Martha Nussbaum scheint den Staat durch die Brille einer beschützenden Mutter zu sehen, die überall die Gefahren für das Kind beim Spielen auf dem Spielplatz erblickt und nirgendwo die Chancen und die normalen Begleiterscheinungen des Lebens zu akzeptieren vermag. Sobald ihre Kinder in Gefahr sind, sieht sie rot und will kein rationales Argument mehr hören.

Alle haben beschützt, ernst genommen und beachtet zu werden. Aber ist es nicht auch Teil des Erwachsenwerdens, sich Achtung erst verdienen zu müssen, zu lernen, das Respekt und Anerkennung nicht einfach vom Baum fallen, sondern sich erarbeitet werden müssen? Dass Leistung und Erfolg, auch Misserfolg und das Lernen aus den eigenen Fehlern ebenso wichtige Leitplanken des guten Lebens sind?

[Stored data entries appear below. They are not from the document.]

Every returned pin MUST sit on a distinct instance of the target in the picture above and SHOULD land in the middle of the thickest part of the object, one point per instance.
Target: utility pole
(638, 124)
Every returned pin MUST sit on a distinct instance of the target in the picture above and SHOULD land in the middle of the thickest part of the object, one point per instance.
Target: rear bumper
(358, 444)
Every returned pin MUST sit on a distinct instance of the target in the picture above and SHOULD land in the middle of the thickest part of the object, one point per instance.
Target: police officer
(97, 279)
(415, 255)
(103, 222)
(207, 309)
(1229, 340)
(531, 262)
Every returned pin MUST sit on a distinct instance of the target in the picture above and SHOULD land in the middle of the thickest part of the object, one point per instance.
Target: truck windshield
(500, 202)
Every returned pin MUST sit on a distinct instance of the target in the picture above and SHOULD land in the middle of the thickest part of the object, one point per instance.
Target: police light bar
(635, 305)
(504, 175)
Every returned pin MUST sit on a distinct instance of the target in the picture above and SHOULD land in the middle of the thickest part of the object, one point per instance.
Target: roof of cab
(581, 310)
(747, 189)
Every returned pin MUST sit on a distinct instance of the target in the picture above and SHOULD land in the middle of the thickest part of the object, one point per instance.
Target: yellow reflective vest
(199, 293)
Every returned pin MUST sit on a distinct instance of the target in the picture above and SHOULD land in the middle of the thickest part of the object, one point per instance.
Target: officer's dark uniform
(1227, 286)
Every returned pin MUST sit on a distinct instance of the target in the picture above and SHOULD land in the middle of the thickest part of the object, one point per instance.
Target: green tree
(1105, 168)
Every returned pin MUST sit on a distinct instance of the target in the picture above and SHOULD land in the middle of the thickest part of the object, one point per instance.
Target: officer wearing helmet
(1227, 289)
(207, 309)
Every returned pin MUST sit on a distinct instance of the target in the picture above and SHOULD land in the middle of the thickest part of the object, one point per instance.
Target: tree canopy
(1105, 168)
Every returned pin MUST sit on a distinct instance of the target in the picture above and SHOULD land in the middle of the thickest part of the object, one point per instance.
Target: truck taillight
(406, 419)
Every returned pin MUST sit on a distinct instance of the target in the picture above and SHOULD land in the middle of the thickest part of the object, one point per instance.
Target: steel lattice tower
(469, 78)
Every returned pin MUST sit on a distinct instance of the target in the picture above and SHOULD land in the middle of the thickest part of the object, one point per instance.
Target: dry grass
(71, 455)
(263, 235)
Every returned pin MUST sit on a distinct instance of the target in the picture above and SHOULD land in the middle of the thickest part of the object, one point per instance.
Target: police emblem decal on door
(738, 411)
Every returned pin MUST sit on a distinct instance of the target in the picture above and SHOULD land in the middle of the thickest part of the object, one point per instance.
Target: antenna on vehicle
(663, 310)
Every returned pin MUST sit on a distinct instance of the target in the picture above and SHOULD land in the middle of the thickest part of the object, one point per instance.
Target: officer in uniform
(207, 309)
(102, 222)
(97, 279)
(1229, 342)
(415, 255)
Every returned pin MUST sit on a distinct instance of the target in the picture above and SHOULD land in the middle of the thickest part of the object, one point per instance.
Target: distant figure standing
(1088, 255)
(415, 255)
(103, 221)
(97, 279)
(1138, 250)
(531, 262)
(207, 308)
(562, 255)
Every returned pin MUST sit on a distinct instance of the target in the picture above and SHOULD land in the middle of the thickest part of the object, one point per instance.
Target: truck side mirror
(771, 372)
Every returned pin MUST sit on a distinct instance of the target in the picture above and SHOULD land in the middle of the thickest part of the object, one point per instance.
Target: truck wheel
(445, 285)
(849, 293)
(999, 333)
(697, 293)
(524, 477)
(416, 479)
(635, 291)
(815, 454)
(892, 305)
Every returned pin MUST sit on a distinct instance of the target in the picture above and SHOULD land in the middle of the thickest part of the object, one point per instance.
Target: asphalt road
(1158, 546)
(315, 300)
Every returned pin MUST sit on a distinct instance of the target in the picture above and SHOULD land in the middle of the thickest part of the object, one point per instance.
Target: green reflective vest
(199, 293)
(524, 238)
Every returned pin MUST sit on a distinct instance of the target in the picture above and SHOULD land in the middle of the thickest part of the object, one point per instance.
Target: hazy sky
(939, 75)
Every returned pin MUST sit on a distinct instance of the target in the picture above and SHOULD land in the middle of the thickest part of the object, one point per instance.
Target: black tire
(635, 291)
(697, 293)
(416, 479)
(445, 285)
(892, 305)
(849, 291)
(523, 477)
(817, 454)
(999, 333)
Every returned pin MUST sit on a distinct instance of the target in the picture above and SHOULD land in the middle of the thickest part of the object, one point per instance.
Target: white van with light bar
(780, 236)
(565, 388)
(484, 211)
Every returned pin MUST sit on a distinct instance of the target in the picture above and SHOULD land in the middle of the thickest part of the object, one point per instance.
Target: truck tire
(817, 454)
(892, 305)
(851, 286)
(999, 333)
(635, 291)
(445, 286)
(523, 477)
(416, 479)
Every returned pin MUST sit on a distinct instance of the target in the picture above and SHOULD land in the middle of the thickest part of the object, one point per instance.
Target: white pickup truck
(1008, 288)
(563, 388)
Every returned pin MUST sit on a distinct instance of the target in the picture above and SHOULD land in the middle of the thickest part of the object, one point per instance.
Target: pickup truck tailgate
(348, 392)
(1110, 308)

Und auch an der Individualität scheitert Nussbaums gutes Leben. Nur der Bürger selbst kann am Ende entscheiden, was für ihn das gute Leben bedeutet. Niemand kann das vorhersehen oder planen. Natürlich ist der Staat für Notsituationen zuständig und muss dabei auch von offensichtlichen Bedürfnissen ausgehen, z.B., dass der Bürger sein Haus gelöscht haben will, wenn ein Waldbrand ausbricht oder ein Damm zu verstärken ist, wenn ein Hochwasser droht. Aber auch hier würde sich der Bürger, anders als Frau Nussbaum vermutet, allzu schnell zu Wort melden, wenn seine Bedürfnisse nicht beachtet würden. Der freie und mündige Bürger muss schon durch schwerwiegendere Argumente herausgefordert werden, um sein ungemein attraktives Ideal einzubüßen. Was mit dem intuitiv einleuchtenden Begriff des guten Lebens als Klammer der Demokratie beginnt, endet bei genauerem Hinsehen in einer elitaristischen Technokratie. Das ist nicht gerade die attraktive Alternative, die uns Nussbaum zu unserer liberalen Demokratie aufzeigen wollte. Aber die Welt schuldet Frau Nussbaum Dank für die Arbeit, die sie sich gemacht hat, der neuen maternalistischen Wohlfühlsehnsucht der weltweit aufkeimenden linksgrünen Bewegung einen erstaunlich klaren und entlarvenden Ausdruck verliehen zu haben.